Would you rather work four 10-hour days than five eight-hour days? It’s been a topic of debate for a few years now, and MSNBC has the latest story about a private company that’s about to give it a shot:
Bert Martinez, CEO of a business-training firm in Houston, has decided to blow away the five-day workweek for himself and his staff of 28.
Starting next month the entire company is going to work for four ten-hour days instead of five eight-hour days, and the company’s workweek will stay that way if productivity and profits stay the same or increase. It’s all part of Martinez’s strategy to take back his personal life, and his general inclination to shake things up at the firm.
“I want to spend more time with my family, and I’m really curious to see if results are going to stay the same,” Martinez said. “Will we lose money or make money? We’ll see what happens.
Martinez may be onto something.
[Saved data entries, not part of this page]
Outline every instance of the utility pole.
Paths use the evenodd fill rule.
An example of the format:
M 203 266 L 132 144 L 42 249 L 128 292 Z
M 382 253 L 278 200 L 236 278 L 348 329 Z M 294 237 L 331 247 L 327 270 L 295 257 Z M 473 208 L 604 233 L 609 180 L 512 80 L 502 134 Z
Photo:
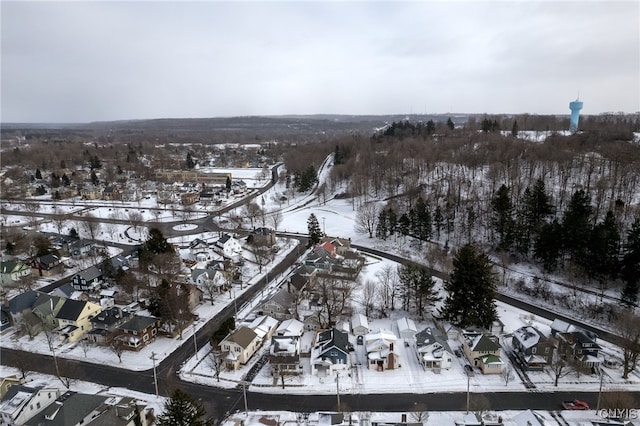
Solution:
M 193 348 L 196 351 L 196 359 L 198 359 L 198 340 L 196 338 L 196 323 L 193 323 Z
M 244 397 L 244 414 L 249 415 L 249 407 L 247 406 L 247 382 L 242 381 L 242 395 Z
M 602 396 L 603 379 L 604 379 L 604 374 L 602 373 L 602 369 L 600 369 L 600 390 L 598 390 L 598 403 L 596 404 L 596 413 L 600 410 L 600 397 Z
M 336 396 L 338 398 L 338 411 L 342 411 L 342 407 L 340 405 L 340 373 L 336 371 Z
M 151 352 L 151 360 L 153 361 L 153 384 L 156 388 L 156 396 L 158 396 L 158 375 L 156 374 L 156 353 Z
M 467 371 L 467 414 L 469 414 L 469 381 L 471 380 L 471 376 Z

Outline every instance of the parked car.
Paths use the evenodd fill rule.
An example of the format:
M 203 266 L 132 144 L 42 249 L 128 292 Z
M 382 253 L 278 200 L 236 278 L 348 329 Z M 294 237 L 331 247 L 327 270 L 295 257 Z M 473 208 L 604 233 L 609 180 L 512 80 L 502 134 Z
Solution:
M 356 343 L 359 344 L 359 345 L 364 344 L 364 337 L 362 337 L 362 336 L 356 337 Z
M 473 367 L 470 366 L 469 364 L 464 365 L 464 371 L 467 372 L 468 376 L 473 376 Z
M 579 399 L 574 399 L 572 401 L 563 401 L 562 408 L 565 410 L 588 410 L 589 404 Z
M 453 351 L 453 353 L 454 353 L 454 354 L 456 354 L 456 356 L 457 356 L 458 358 L 461 358 L 461 357 L 462 357 L 462 352 L 460 352 L 460 349 L 456 349 L 456 350 L 454 350 L 454 351 Z

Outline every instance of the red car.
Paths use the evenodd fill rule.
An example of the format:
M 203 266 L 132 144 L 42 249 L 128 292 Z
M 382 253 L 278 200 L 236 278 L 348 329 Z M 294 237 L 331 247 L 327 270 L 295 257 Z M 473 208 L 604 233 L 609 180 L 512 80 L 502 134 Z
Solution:
M 564 401 L 562 408 L 565 410 L 588 410 L 589 404 L 579 399 L 574 399 L 573 401 Z

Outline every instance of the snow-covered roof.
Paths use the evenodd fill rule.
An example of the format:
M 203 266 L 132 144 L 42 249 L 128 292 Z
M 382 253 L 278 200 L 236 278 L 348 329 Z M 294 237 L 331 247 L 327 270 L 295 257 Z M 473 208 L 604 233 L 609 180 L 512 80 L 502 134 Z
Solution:
M 413 320 L 411 318 L 406 318 L 406 317 L 398 318 L 396 323 L 398 325 L 398 331 L 400 333 L 411 332 L 411 333 L 415 334 L 415 333 L 418 332 L 418 328 L 416 327 L 416 323 L 413 322 Z
M 532 327 L 530 325 L 521 327 L 513 332 L 513 338 L 517 339 L 523 348 L 531 348 L 537 345 L 540 339 L 543 337 L 544 336 L 542 336 L 542 334 L 535 327 Z
M 351 329 L 355 329 L 356 327 L 369 329 L 369 320 L 364 314 L 355 314 L 351 317 Z
M 278 320 L 270 316 L 262 315 L 254 319 L 249 328 L 252 329 L 258 337 L 264 339 L 264 337 L 275 329 L 278 325 Z
M 304 323 L 295 318 L 282 321 L 276 330 L 278 336 L 302 336 Z

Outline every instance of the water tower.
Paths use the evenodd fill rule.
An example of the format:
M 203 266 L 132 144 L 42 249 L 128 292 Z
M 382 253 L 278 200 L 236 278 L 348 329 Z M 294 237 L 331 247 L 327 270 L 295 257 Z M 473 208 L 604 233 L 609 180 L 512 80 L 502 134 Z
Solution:
M 571 110 L 571 122 L 569 124 L 569 131 L 571 133 L 575 133 L 578 130 L 578 120 L 580 119 L 582 101 L 576 99 L 573 102 L 569 102 L 569 109 Z

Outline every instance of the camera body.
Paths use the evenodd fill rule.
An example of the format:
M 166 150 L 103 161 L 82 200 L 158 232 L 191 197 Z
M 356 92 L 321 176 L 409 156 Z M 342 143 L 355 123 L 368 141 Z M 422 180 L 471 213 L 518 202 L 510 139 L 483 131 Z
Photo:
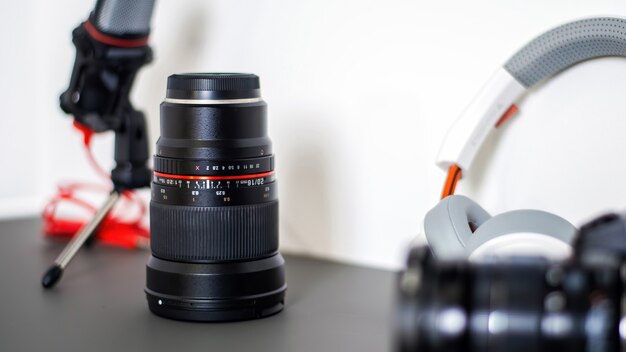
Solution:
M 411 250 L 400 275 L 398 351 L 623 351 L 626 220 L 583 226 L 571 258 L 440 261 Z

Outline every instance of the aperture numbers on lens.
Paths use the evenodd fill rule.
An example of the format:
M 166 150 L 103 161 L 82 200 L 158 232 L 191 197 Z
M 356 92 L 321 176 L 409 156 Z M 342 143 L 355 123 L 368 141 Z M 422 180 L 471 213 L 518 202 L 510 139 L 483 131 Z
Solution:
M 235 180 L 181 180 L 155 175 L 152 200 L 188 206 L 228 206 L 277 199 L 274 175 Z
M 254 176 L 254 175 L 250 175 Z M 152 177 L 152 182 L 163 186 L 173 186 L 180 189 L 199 189 L 199 190 L 212 190 L 212 189 L 239 189 L 245 187 L 262 186 L 267 183 L 275 181 L 274 173 L 259 174 L 260 177 L 241 178 L 239 176 L 232 176 L 229 179 L 228 176 L 222 179 L 203 179 L 208 177 L 190 177 L 191 179 L 185 179 L 185 176 L 171 175 L 171 177 L 163 176 L 163 174 L 155 172 Z M 198 178 L 198 179 L 194 179 Z

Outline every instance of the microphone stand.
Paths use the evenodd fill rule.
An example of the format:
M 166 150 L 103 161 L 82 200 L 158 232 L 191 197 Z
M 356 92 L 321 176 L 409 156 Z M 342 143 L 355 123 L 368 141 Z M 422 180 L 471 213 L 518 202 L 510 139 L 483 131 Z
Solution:
M 113 6 L 117 19 L 123 19 L 112 21 L 111 26 L 118 22 L 134 23 L 139 18 L 145 21 L 144 31 L 118 36 L 101 32 L 96 24 L 99 18 L 108 19 L 99 12 L 106 8 L 105 3 Z M 113 191 L 46 271 L 41 280 L 45 288 L 53 287 L 61 279 L 78 250 L 91 242 L 92 236 L 124 192 L 150 186 L 152 171 L 147 166 L 149 155 L 145 117 L 133 108 L 129 94 L 137 71 L 152 60 L 152 50 L 147 44 L 147 21 L 153 2 L 141 3 L 146 5 L 136 9 L 143 11 L 141 13 L 129 13 L 121 6 L 124 4 L 137 5 L 132 0 L 98 0 L 89 20 L 72 32 L 76 60 L 69 88 L 60 97 L 61 108 L 93 132 L 115 133 L 116 166 L 111 171 Z
M 143 114 L 131 110 L 125 116 L 125 123 L 115 130 L 116 167 L 111 171 L 113 190 L 89 222 L 65 246 L 46 271 L 41 284 L 45 288 L 53 287 L 63 275 L 63 271 L 74 258 L 78 250 L 88 243 L 123 193 L 128 190 L 150 186 L 152 171 L 146 166 L 148 161 L 148 140 Z

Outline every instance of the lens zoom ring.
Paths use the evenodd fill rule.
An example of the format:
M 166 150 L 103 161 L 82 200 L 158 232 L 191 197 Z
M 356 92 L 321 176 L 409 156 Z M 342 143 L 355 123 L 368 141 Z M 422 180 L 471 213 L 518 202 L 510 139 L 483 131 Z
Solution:
M 278 251 L 278 201 L 229 207 L 150 203 L 150 246 L 185 262 L 249 260 Z

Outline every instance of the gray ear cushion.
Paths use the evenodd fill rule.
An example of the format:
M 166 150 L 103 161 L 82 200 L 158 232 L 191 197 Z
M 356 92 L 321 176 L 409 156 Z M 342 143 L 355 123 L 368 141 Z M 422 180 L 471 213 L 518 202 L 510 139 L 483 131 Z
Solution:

While his experiment may sound unusual, it’s actually part of a growing movement to rethink the standard five-day, 40-hour workweek that has been around in this country since the New Deal.
One larger example of the phenomenon is seen in Utah. In 2008, then-Gov. Jon Huntsman launched the “Working 4 Utah” plan to shift state workers who were putting in five-day weeks to a Monday-through-Thursday, 7 a.m.-to-6 p.m. work schedule. The verdict: Employee satisfaction, energy savings and a boon for the environment.
“I don’t think we have any plans to go back to five days,” said Jeff Herring, executive director of the Utah Department of Human Resource Management. Still, he added that the state is continuing to monitor the new work system to make sure it’s saving money and working both for employees and the public that uses state services.
It’s a radical idea and not without its critics. Utah State Rep. Michael Noel called the initiative “stupid” in a New York Times article last week that said other states are considering following Utah’s lead. Some experts question whether we would ever be able to abandon the five-day grind so entrenched in corporations and society at large.